Ces décisions ont été prises au cours de discussions réunissant le régime, les Frères musulmans, le parti Wafd (libéral), le Tagammou (gauche), des groupes de jeunes pro-démocratie ayant lancé le mouvement de contestation ainsi que des figures politiques indépendantes et des hommes d'affaires, selon l'agence officielle Mena. Dimanche matin, sur la place Tahrir, toujours cernée par les chars, chrétiens et musulmans avaient prié ensemble. Dans la capitale qui compte 20 millions d'habitants, la vie a repris doucement, de nombreux commerces et banques ouvrant à nouveau leurs portes, et la circulation sur les routes et ponts étant rétablie. En réponse aux appels répétés de plusieurs pays occidentaux à une transition politique ordonnée et rapide, le ministre des Affaires étrangères, Ahmed Aboul Gheit, a indiqué que son pays refusait les "diktats" de l'étranger. Dans un communiqué, son ministère a accusé par ailleurs, sans les nommer, des diplomates étrangers d'avoir "tenté de faire entrer des armes et des appareils de télécommunications dans des valises diplomatiques". Samedi, le président américain Barack Obama avait souligné "la nécessité d'une transition ordonnée, pacifique qui débute maintenant". La secrétaire d'Etat américaine Hillary Clinton a quant à elle exprimé dimanche un soutien prudent au dialogue entre pouvoir et Frères musulmans, préférant "attendre pour juger sur pièces de l'évolution". L'opposant égyptien le plus en vue, le prix Nobel de la paix Mohamed ElBaradei, a assuré ne pas avoir été invité à ce dialogue, qualifiant ces discussions d'"opaques", sur la chaîne américaine NBC. L'opposition a demandé au vice-président Omar Souleimane -nommé vice-président quelques jours après le début de la contestation populaire le 25 janvier- d'assumer les pouvoirs du président Moubarak, mais M. Souleimane a refusé, a dit un responsable d'un parti d'opposition sous couvert d'anonymat.
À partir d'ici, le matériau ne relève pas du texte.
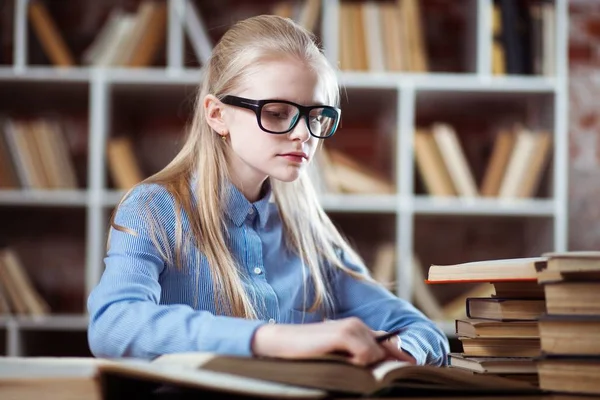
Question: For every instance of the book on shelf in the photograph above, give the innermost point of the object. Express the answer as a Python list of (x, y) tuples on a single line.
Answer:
[(130, 39), (122, 163), (570, 334), (19, 295), (500, 347), (569, 330), (500, 332), (479, 328), (570, 375), (343, 174), (496, 168), (382, 36), (383, 270), (524, 169), (48, 34), (505, 309), (201, 373), (38, 155), (335, 374), (523, 35), (454, 159), (515, 168), (430, 165), (510, 269), (494, 365)]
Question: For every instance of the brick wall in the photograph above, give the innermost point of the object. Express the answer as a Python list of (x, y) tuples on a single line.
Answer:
[(584, 124)]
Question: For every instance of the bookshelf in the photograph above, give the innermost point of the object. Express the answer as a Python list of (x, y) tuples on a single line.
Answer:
[(404, 100)]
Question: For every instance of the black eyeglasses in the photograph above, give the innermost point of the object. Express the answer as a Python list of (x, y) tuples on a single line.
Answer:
[(281, 116)]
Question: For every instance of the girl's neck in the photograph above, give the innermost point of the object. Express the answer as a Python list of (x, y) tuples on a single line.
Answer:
[(252, 192)]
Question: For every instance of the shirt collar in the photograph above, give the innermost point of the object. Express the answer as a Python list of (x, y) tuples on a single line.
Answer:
[(237, 207)]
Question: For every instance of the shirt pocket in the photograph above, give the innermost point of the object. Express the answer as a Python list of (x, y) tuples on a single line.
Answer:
[(304, 317)]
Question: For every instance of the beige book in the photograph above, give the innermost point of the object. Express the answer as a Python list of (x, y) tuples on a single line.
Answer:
[(502, 150), (391, 33), (309, 14), (373, 39), (505, 309), (493, 365), (359, 45), (13, 294), (474, 328), (43, 140), (4, 301), (95, 379), (430, 165), (537, 165), (61, 156), (283, 9), (384, 265), (510, 269), (354, 177), (152, 38), (455, 159), (415, 38), (50, 378), (574, 335), (38, 153), (423, 296), (122, 163), (335, 373), (518, 165), (500, 347), (345, 42), (568, 375), (455, 309), (33, 302), (573, 298)]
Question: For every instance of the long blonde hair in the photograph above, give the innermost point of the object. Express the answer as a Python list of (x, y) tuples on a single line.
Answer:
[(308, 231)]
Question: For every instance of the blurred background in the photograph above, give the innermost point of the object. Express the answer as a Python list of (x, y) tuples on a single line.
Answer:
[(469, 132)]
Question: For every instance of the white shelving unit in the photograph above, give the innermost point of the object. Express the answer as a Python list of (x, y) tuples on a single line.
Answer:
[(97, 199)]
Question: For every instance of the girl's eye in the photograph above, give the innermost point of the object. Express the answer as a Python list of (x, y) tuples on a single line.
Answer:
[(276, 114)]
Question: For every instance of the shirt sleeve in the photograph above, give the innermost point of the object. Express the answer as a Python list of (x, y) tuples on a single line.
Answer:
[(126, 317), (381, 310)]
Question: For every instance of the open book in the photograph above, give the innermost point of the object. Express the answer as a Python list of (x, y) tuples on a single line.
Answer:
[(335, 374)]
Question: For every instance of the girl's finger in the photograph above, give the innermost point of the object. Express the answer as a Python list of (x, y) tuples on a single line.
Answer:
[(394, 350)]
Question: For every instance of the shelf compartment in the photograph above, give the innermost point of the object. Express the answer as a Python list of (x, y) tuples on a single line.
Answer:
[(50, 243), (483, 206), (58, 198)]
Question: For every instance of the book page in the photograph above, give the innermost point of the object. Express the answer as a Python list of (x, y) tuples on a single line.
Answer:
[(209, 380), (383, 369), (191, 359)]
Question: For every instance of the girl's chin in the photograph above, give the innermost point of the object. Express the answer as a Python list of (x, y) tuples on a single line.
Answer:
[(287, 176)]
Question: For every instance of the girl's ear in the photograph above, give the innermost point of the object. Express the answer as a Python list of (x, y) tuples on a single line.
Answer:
[(214, 113)]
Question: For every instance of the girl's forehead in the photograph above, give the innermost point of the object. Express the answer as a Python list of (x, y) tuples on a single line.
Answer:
[(284, 80)]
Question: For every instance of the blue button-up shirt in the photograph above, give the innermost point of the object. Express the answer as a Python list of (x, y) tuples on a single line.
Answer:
[(144, 307)]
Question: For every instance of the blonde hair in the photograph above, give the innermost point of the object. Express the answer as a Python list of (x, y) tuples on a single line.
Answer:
[(244, 45)]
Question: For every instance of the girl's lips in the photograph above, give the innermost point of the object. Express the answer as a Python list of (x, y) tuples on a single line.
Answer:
[(293, 157)]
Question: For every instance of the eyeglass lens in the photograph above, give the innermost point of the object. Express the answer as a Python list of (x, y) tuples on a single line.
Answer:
[(280, 117)]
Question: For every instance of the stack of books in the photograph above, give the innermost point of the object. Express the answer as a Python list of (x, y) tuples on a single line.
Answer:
[(500, 333), (570, 332)]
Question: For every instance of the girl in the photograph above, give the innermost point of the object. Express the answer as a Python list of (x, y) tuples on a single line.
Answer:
[(227, 249)]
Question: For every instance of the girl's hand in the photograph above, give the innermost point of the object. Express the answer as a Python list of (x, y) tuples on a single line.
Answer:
[(348, 335), (393, 349)]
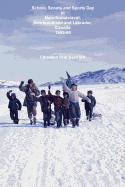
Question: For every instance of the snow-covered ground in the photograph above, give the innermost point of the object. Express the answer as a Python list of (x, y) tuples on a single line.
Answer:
[(92, 155)]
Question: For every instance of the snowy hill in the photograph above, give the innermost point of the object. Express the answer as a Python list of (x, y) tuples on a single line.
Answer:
[(91, 155), (111, 76)]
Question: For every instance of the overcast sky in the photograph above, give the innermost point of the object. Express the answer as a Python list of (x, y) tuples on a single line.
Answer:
[(22, 42)]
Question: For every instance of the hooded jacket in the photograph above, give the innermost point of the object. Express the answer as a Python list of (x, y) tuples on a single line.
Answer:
[(14, 104), (74, 95), (45, 105), (90, 105), (29, 99)]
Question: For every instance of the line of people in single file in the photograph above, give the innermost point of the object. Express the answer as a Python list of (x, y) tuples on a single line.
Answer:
[(67, 107)]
Depuis le 3 février, les manifestations se déroulent le plus souvent dans le calme. Des heurts entre policiers et manifestants durant les premiers jours de la contestation, puis entre militants pro et anti-Moubarak le 2 février, ont fait au moins 300 morts, selon un bilan non confirmé de l'ONU, et des milliers de blessés, selon des sources officielles et médicales. La chaîne de télévision satellitaire qatarie Al-Jazira a annoncé dimanche qu'un nouveau journaliste de son équipe avait été arrêté au Caire, où un de ses collègues est toujours retenu.